In this facility, he cured the wounded Dragon Ryūhō, son of his old friend Shiryu, and helped Pegasus Kōga, recognizing the courage of the late Pegasus Seiya, against Hound Miguel, one of the servants of Mars. However, forced to burn his Cosmos again, Shun, overcome by darkness, almost completely lost the use of his left arm. He decided to devote himself to his new life as a physician, entrusting Athena's safety to the 21st-century Saints.

Despite his meek, cheerful disposition, Andromeda Shun is regarded as one of the strongest Saints of the 20th century. When Hound Miguel faces him the first time, without knowing about his diminished strength, he escapes in fear, leaving a wounded Kōga behind. Furthermore, Kōga and Ryūhō express amazement at his diminished strength, claiming to know about his past deeds.

===Knights of the Zodiac: Saint Seiya===
Shun appears in the 2019 original Netflix anime Knights of the Zodiac: Saint Seiya. The character is now female and known as Shaun.

==Reception==
In a poll presented in volume 3, Shun came in as the third most favorite of the Bronze Saint protagonists. He is seen as the character with the most potential for yaoi out of the five principal Bronze Saints. Regarded as a "true walking caricature, this character was the most fragile and sensible, with fine traits, long hair, doe eyes and the most feminine armor of the group (with a nice 95B in the guise of a breastplate in the anime version)". His chains are regarded as highly symbolic, viewed as a jewel (a feminine symbol) and a weapon of changing length that can become supple or rigid at will (a phallic symbol), which can be used for defensive or offensive purposes (the sexual ambiguity and seme-uke dichotomy), and represents the original myth of Andromeda, who was tied on a rock and offered as a sacrifice to calm a marine monster's wrath, which is regarded as sexual. In the section "Right Turn Only!" from Anime News Network, writer Liann Cooper described Shun's character as "prissy" and his fight against his older brother, Phoenix Ikki, as a plot twist "skirmish". IGN felt that, because of his caring nature, Shun is often in danger, resulting in Ikki coming to his aid. In a review of the anime, Chris Beveridge from AnimeOnDVD praised the fight between Shun and Gemini Saga due to the power the Bronze Saint shows to take down his enemy.

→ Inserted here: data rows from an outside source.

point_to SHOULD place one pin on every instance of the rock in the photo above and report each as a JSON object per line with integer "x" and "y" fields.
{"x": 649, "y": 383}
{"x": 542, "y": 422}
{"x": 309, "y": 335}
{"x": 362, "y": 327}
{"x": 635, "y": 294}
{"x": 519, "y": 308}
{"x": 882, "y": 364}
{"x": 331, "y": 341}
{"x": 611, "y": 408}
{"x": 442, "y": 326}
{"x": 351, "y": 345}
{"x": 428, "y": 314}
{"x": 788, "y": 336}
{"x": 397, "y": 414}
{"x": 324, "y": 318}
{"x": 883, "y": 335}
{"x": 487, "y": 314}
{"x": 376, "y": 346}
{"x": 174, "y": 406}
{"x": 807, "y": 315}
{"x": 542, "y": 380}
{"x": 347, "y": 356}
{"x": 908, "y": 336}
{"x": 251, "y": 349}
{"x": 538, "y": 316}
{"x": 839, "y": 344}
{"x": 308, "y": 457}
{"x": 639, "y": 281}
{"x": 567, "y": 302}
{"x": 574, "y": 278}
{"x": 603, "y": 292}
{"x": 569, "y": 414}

Lorna Piatti-Farnell in The Journal of Popular Culture noted that, despite the character's androgynous appearance, the series never challenges his masculinity due to the way the Japanese culture accepts it.

The writer of the Netflix series, Eugene Son, justified Shun's gender change after thinking the Knights needed more female representation. He explained that, while the original show had some excellent core concepts, the one thing that bothered him about it was that "the Bronze Knights with Pegasus Seiya are all dudes". However, this decision received backlash from fans of the original series. The gender swap of Shun, who was the only main male character of the original series who did not fit in the stereotype of the male hero – slightly effeminate, sensitive and opposed to fighting – was seen as reinforcing gender stereotypes.